In case it doesn't work, as a temporary workaround, you can choose one public dns of your liking - for example 1.1.1.1 from cloudflare or 8.8.8.8 from google:

# /etc/resolv.conf - sets resolver to cloudlfare public nameservers
nameserver 1.1.1.1
gregwbrooks commented 3 years ago

No luck -- setting resolv.conf to 1.1.1.1 and running the install script gets me to the same break I initially reported.

If this seems more like a singular case of user error, let me know -- I don't want to waste your time having you play tech support for a one-off case.
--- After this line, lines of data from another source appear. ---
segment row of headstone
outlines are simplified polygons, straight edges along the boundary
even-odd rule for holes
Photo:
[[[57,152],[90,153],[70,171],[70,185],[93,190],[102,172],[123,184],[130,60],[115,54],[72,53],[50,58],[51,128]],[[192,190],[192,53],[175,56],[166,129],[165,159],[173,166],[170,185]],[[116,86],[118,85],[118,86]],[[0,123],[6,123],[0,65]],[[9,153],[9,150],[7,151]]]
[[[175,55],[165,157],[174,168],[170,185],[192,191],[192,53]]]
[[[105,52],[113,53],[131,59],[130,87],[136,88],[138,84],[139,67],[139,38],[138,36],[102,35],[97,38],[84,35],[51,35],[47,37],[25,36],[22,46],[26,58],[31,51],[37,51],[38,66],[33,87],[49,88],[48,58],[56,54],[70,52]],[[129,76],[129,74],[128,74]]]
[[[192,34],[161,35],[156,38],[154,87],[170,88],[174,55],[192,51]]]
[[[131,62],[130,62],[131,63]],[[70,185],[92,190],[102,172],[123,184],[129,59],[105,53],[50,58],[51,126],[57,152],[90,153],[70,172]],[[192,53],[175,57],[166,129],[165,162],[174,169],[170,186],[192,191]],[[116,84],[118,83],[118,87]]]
ddavness commented 3 years ago

ACK. Keep me posted in case you find anything interesting

dephillipsmi commented 3 years ago

I had the same problem. I am trying to install on a virtual machine running on a home network behind a nat. I took a look at the nds.conf file. It listed the local ip address for my machine as well as the public ip address. I commented out the public ip address then ran the setup/start.sh script again. The install then successfully continued. It is at the point of installing SpamAssassin. So hopefully it will continue without any problems.

ddavness commented 3 years ago

We have continued this issue privately - turns out the fault was on both nsd and bind.

For nsd, I have a fix ready that will be incorporated in the next version. For bind, it was DNSSEC-related and required some specific configuration changes to their machine and some service restarts.